The main town is Windwardside, and yes, it is on the windward side of the island. The main road between the two main towns was built by the locals after all the experts deemed it was impossible.
Saba is known as a top dive spot. The water is crystal clear, blue and pristine. An afternoon dive with Saba Divers was fantastic. The colours of the corals, the geography of the rock ledges and the fish life were the best we’ve seen.
Unfortunately we only had time for one of the many walks on the island.
The climb up 1064 steps through the rainforest to the top of Mt Scenery was rewarded by magnificent views of the island towns and the surrounding islands.
Saba’s peak is the highest point in the Netherlands.
You had to access this point via a very steep climb.
Saba’s other claim to fame is that its airport runway is the shortest in the world.
The walk ended back in Windwardside, with lunch at Juliana’s, one of the small boutique hotels of Saba.
As the northerly swell had calmed down, we moved around to a mooring off Ladder Bay on the west coast.

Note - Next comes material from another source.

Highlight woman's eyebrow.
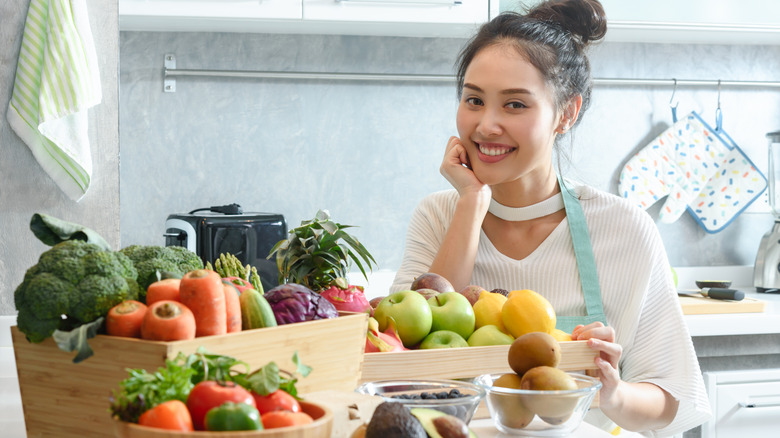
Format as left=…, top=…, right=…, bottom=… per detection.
left=462, top=83, right=533, bottom=96
left=501, top=88, right=533, bottom=96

For many years this steep series of steps was the only way to access the island. Everything had to be brought in this way.
It was a beautiful anchorage. Currently there are 7 yacht moorings, with more planned.

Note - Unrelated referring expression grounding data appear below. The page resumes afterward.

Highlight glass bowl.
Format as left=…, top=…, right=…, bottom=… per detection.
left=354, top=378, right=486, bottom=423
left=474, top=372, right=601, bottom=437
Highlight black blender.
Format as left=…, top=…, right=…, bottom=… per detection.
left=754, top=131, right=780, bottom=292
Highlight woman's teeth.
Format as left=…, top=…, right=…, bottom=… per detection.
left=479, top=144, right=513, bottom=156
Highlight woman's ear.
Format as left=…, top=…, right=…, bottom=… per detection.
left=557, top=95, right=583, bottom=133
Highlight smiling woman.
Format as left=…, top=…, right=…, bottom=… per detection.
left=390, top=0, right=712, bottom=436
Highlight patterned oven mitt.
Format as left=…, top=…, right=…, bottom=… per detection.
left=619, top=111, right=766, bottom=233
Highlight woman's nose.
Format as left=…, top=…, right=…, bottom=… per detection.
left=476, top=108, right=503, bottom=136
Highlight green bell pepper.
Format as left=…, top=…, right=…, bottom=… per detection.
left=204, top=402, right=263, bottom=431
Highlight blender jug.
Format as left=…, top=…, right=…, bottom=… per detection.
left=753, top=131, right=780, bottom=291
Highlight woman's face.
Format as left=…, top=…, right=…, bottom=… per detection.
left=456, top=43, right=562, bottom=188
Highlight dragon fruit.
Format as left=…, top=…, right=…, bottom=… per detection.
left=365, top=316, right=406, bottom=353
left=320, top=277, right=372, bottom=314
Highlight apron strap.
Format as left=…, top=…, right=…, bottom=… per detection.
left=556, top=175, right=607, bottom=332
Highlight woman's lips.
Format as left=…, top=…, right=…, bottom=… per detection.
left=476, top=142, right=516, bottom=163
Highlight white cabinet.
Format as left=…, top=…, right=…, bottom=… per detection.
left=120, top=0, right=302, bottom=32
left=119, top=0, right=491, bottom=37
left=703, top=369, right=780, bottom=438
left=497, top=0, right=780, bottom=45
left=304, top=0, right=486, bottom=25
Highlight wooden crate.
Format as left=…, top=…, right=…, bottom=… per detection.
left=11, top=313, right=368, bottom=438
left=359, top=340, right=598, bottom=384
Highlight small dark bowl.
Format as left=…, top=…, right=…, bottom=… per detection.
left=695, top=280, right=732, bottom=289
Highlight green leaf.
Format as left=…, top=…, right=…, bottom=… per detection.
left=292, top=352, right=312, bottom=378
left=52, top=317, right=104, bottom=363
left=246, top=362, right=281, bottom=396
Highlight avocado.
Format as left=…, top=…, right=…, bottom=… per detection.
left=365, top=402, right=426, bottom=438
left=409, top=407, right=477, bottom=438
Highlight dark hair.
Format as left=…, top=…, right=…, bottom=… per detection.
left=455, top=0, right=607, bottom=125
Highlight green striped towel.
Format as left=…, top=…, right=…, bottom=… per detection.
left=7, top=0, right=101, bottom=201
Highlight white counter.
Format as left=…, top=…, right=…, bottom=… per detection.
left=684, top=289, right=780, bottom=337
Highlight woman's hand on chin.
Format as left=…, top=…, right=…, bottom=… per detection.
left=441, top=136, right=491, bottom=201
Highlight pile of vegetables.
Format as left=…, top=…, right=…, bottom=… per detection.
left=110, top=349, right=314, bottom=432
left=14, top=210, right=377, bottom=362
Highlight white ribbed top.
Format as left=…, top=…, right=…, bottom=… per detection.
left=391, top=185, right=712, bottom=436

After a last snorkel in Wells Bay, we reluctantly moved on. It would have been very easy to settle in and stay longer so there were so many more walks, diving and snorkel sites to be enjoyed. Saba was well worth the visit. It has definitely been a highlight of our time in the Caribbean.
What a contrast to Saba! Where very few make it to Saba, it seems everyone gets to St Barths, the home of the superyachts and beautiful people.
That said, our stay has been great. Apparently the anchorage off the main town of Gustavia can be very rolly, but in the strong easterly winds it has been very pleasant anchored off Anse Corossol.
Our timing was impeccable, we arrived the day before Carnivale. Gustavia town closes completely and everyone dresses up whether or not they are part of the main parade. Lots of fun, colour and movement and music.
Gustavia, with its Swedish heritage is an attractive town. It is very French, full of designer shops, good restaurants and bars. The port is always busy, but has great secure dinghy docks for cruisers.
Driving the winding roads is the only way to explore the island which has no public transport. The views are spectacular and the island and beaches very beautiful.
Strong easterly winds and nasty seas meant that our planned 2 days here has turned into 5 while we wait for calmer conditions for our 80Nm sail to Antigua. Not a bad place to be stuck!